Performance comparison

For a mesh with approximately 9,500 elements (7-node triangles, 6 integration points):

Table 6 Assembly time comparison
Version	Assembly time	Speedup
Original (element-by-element)	~100 ms	1.0x
Blocked vectorized	~5 ms	~20x

The overall solver speedup is smaller because the linear solve (spsolve) dominates for large systems, but the assembly phase — previously the bottleneck for moderately-sized meshes — is effectively eliminated as a concern.

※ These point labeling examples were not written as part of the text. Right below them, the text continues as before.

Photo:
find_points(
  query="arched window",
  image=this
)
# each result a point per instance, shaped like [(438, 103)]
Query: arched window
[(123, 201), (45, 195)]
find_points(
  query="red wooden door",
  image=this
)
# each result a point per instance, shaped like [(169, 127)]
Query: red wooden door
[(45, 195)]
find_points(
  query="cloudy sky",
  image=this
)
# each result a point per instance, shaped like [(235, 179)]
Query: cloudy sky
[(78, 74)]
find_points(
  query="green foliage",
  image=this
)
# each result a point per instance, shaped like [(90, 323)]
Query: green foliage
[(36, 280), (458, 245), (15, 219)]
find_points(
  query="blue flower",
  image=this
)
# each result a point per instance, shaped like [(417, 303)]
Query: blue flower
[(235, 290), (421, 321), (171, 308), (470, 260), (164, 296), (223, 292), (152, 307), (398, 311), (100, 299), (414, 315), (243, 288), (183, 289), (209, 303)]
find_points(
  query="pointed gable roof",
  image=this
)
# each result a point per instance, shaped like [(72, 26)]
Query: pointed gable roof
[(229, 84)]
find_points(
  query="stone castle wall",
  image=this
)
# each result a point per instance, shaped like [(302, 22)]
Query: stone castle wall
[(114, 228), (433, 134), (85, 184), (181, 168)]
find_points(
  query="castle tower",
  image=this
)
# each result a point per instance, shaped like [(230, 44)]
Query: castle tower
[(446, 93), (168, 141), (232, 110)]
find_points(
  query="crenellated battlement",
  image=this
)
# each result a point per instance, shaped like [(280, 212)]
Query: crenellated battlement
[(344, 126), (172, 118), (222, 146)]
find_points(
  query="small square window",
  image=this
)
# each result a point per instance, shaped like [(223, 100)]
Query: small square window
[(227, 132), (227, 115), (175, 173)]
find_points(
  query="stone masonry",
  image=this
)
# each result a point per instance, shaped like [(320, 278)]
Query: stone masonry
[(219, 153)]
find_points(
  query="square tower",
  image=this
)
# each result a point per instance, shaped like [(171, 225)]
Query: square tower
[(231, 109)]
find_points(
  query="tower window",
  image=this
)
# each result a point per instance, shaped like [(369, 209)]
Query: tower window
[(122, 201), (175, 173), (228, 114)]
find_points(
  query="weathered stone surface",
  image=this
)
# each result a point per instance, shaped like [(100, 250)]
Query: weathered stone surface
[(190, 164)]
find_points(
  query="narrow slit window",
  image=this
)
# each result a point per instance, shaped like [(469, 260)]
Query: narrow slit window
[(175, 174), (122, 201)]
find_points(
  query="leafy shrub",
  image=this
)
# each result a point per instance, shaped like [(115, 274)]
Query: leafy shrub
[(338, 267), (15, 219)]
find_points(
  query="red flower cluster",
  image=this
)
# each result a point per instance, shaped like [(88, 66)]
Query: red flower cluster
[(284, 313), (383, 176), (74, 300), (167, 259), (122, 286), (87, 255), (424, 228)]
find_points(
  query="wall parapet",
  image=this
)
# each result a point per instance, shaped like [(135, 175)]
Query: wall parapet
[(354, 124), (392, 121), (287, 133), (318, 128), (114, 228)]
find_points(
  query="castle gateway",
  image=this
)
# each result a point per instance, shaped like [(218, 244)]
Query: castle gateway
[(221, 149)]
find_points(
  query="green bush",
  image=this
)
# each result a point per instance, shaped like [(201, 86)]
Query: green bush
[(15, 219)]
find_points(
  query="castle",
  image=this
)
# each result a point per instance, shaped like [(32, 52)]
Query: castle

The blocked implementation has been verified to produce results identical to the original (velocity differences < \(10^{-12}\), pressure differences < \(10^{-10}\)).

Download

You can download the blocked implementation here: mechanical2d_blocked.py and mechanical2d_driver_blocked.py.

Exercises

Block size tuning: Run the blocked solver with different BLOCK_SIZE values (100, 1000, 10000, 50000). How does assembly time change? Can you explain the behavior in terms of CPU cache sizes?
Profiling: Compare the timing breakdown between the original and blocked versions. At what mesh size does the assembly cease to be the bottleneck?
einsum practice: Write out the index notation for each np.einsum call in the blocked assembly. Verify on paper that the contraction indices are correct for one of the operations (e.g., the B^T D B computation).